For patients with atrial fibrillation (AF), the main goals of therapy are control of symptoms and prevention of arterial thromboembolism, particularly stroke. These goals are also appropriate for the relatively large subset of AF patients with heart failure (HF). In these individuals, symptoms are frequent and potentially disabling due to the interaction between the two processes.
This topic will focus on the management of AF in patients with HF. There are few differences in management between those with systolic or diastolic HF. (See "Overview of the therapy of heart failure due to systolic dysfunction" and "Use of beta blockers in heart failure due to systolic dysfunction" and "Treatment and prognosis of diastolic heart failure" and "Pathophysiology of diastolic heart failure" and "Clinical manifestations and diagnosis of diastolic heart failure".)
The reader will be referred to other AF topics for which care is relatively similar irrespective of the presence of HF. (See "Atrial fibrillation: Anticoagulant therapy to prevent embolization", section on 'Summary and recommendations' and "Catheter ablation to prevent recurrent atrial fibrillation", section on 'Heart failure' and "Control of ventricular rate in atrial fibrillation: Pharmacologic therapy".)
INCIDENCE AND PREVALENCE
Atrial fibrillation (AF) and heart failure (HF) are two cardiac diseases that may co-exist. The presence of one increases the likelihood of the development of the other .
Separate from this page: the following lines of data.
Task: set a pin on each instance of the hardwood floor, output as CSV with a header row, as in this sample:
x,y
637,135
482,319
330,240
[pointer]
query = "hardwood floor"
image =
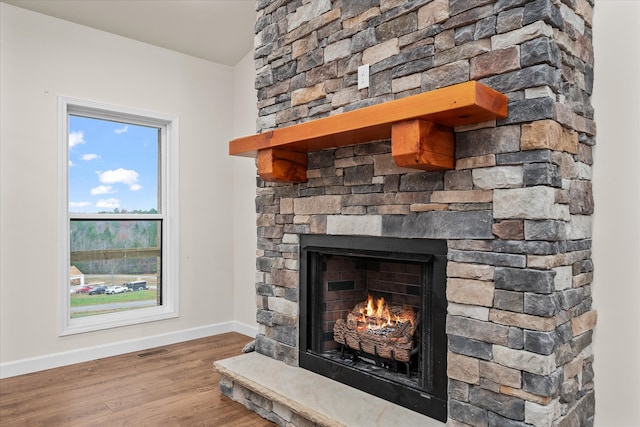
x,y
173,386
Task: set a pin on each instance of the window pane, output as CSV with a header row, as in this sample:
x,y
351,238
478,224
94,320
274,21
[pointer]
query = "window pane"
x,y
115,266
113,166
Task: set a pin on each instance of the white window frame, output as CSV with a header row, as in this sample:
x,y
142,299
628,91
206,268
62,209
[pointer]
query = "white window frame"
x,y
168,212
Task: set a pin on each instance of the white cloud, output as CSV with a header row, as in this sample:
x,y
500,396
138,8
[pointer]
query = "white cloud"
x,y
102,189
76,138
108,203
79,204
122,176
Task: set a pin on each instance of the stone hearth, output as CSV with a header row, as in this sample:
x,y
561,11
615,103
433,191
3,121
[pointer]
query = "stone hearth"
x,y
515,212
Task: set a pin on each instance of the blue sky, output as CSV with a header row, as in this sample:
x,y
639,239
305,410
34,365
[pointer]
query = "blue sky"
x,y
111,165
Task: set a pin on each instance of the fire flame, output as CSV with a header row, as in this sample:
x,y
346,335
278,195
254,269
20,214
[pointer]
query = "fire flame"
x,y
377,315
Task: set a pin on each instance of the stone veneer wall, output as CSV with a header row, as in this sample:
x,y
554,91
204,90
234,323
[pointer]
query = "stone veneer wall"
x,y
516,211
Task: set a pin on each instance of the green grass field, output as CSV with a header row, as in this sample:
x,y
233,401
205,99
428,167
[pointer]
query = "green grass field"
x,y
81,300
86,299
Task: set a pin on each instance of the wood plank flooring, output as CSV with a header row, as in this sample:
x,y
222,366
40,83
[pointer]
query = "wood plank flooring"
x,y
174,385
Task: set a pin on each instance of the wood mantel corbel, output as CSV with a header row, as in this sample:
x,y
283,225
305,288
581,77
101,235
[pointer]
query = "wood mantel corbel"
x,y
420,128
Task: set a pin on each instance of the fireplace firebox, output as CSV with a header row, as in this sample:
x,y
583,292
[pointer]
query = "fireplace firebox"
x,y
397,350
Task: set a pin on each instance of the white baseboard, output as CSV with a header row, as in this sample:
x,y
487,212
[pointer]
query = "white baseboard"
x,y
56,360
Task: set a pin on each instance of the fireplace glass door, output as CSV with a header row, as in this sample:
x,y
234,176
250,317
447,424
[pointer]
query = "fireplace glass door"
x,y
373,316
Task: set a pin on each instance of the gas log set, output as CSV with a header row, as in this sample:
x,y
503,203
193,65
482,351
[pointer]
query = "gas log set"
x,y
381,330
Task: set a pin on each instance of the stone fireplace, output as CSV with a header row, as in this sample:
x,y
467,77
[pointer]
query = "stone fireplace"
x,y
403,360
514,213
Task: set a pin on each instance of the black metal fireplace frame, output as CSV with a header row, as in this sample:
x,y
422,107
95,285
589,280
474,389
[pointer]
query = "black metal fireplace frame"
x,y
432,254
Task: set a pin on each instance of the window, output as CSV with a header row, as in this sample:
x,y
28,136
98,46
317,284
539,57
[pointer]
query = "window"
x,y
120,216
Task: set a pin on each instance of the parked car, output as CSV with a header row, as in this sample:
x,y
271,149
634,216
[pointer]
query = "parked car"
x,y
98,290
137,285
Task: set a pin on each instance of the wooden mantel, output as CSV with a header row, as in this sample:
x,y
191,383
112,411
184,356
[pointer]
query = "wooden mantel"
x,y
419,126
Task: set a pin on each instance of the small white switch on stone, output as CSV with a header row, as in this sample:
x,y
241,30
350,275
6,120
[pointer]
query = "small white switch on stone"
x,y
363,76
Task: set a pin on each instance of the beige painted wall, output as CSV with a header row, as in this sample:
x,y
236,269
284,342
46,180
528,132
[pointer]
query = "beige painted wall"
x,y
616,243
42,58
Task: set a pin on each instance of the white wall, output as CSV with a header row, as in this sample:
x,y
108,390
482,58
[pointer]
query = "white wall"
x,y
245,112
43,57
616,243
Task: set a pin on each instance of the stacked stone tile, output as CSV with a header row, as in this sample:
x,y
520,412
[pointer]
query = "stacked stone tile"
x,y
516,211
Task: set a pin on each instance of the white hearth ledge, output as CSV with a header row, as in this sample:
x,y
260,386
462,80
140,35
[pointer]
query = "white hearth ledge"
x,y
319,399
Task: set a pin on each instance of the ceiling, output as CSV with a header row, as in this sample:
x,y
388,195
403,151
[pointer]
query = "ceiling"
x,y
217,30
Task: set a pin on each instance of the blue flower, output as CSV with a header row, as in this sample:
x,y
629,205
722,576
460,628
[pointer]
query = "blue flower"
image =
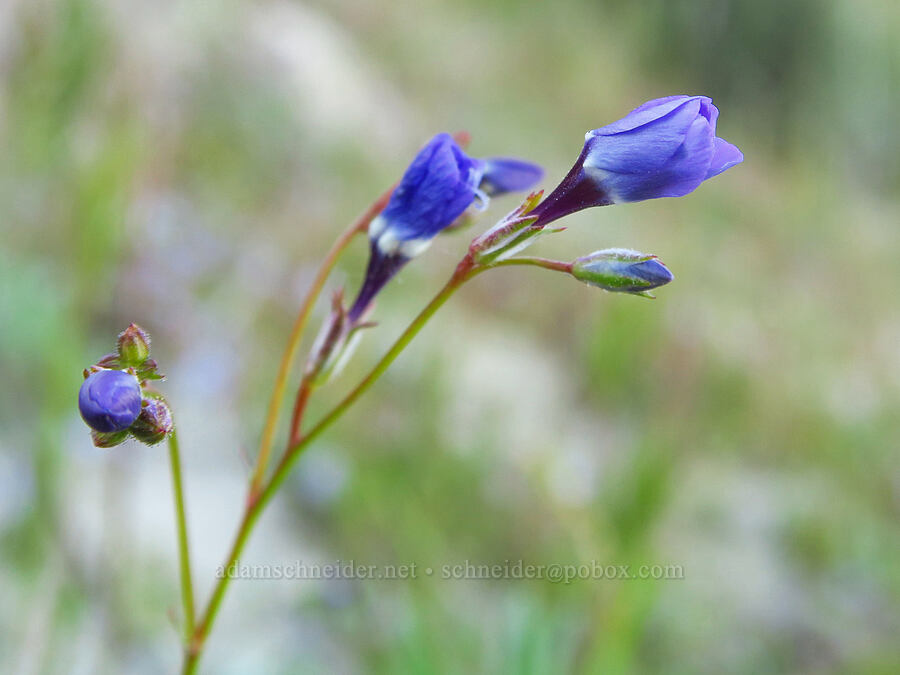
x,y
440,184
110,400
663,148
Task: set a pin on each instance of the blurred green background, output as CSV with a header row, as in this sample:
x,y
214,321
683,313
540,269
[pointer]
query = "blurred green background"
x,y
185,165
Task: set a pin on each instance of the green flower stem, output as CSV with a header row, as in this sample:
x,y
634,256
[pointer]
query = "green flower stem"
x,y
555,265
290,352
184,558
465,271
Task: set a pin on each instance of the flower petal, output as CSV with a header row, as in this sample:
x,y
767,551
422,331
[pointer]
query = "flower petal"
x,y
643,114
646,149
505,174
681,174
725,156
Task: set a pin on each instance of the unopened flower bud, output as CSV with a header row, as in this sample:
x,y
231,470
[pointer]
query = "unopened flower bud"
x,y
621,270
109,400
108,440
154,422
133,346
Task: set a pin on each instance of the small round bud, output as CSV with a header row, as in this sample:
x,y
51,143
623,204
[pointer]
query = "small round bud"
x,y
154,422
109,400
621,270
133,346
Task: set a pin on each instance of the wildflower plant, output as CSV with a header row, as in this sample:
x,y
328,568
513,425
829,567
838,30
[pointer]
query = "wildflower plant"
x,y
664,148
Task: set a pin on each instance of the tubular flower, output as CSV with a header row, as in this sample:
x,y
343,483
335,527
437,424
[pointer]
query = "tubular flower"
x,y
440,184
663,148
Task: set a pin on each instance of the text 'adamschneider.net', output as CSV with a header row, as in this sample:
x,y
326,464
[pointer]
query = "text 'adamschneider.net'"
x,y
509,570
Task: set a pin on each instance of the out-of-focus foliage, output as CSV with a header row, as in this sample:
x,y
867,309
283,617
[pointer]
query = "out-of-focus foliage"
x,y
184,165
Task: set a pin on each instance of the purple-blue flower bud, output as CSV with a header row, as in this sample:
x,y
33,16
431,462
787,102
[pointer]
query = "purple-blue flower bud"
x,y
506,174
110,400
621,270
440,184
663,148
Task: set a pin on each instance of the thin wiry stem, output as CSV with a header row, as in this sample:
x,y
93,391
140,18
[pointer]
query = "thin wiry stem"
x,y
546,263
464,272
290,352
184,558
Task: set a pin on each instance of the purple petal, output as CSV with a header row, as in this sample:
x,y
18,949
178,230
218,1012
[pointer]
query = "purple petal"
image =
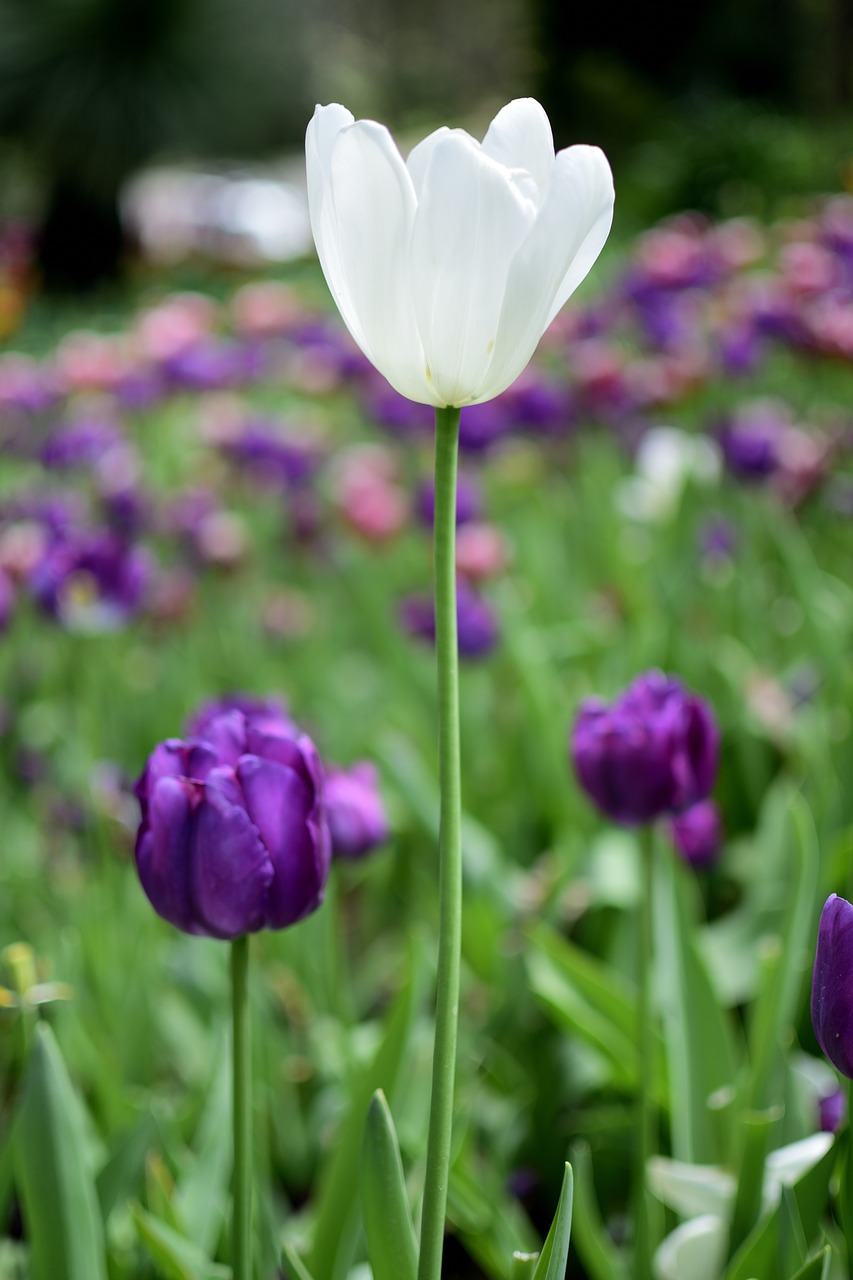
x,y
229,868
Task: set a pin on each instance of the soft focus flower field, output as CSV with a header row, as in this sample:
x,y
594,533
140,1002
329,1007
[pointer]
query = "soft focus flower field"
x,y
220,497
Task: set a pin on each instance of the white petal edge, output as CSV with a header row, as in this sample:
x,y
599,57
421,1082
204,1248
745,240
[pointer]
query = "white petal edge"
x,y
320,136
471,216
373,206
694,1251
520,137
562,245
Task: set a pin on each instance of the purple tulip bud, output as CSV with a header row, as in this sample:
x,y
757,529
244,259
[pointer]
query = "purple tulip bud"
x,y
831,1111
233,836
649,754
475,622
833,984
697,833
354,807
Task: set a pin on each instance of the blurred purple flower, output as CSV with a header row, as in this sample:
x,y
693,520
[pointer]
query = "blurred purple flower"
x,y
833,984
697,833
354,808
91,580
233,836
652,753
78,444
477,625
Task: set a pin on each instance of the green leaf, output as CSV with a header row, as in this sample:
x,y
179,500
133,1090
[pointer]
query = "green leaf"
x,y
174,1256
337,1217
392,1247
775,1008
758,1253
597,1251
555,1251
697,1033
58,1191
123,1174
523,1266
584,997
296,1269
201,1193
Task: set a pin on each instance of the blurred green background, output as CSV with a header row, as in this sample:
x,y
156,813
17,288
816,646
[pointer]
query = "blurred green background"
x,y
724,105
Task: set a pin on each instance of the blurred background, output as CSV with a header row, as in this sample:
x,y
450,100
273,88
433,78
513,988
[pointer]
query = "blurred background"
x,y
729,106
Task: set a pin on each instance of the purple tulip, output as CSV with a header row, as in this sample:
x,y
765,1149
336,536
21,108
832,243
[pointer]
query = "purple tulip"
x,y
354,807
831,1111
833,984
233,836
649,754
697,833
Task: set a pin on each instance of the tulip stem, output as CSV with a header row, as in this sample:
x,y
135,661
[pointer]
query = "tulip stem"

The incidence of AF in patients HF was examined in an analysis from the Framingham Heart Study in which 1470 participants developed AF, HF, or both over a 47-year interval . Among the 708 who developed HF (the study does not state what percent of patients had systolic or diastolic HF) without prior AF, 159 (22 percent) subsequently developed AF over a mean follow-up of 4.2 years (incidence rate 5.4 percent per year) (figure 1). Somewhat similar findings were noted for patients who developed AF first; the subsequent incidence of HF was 3.3 percent per year. An association between left ventricular diastolic dysfunction and AF was established in a study of 840 patients ≥65 years of age, 80 of whom developed AF over a mean follow-up of four years . Patients with abnormal diastolic function had an increased risk of AF compared to those with normal diastolic function. (See "Pathophysiology of diastolic heart failure" and "Clinical manifestations and diagnosis of diastolic heart failure" and "Treatment and prognosis of diastolic heart failure".)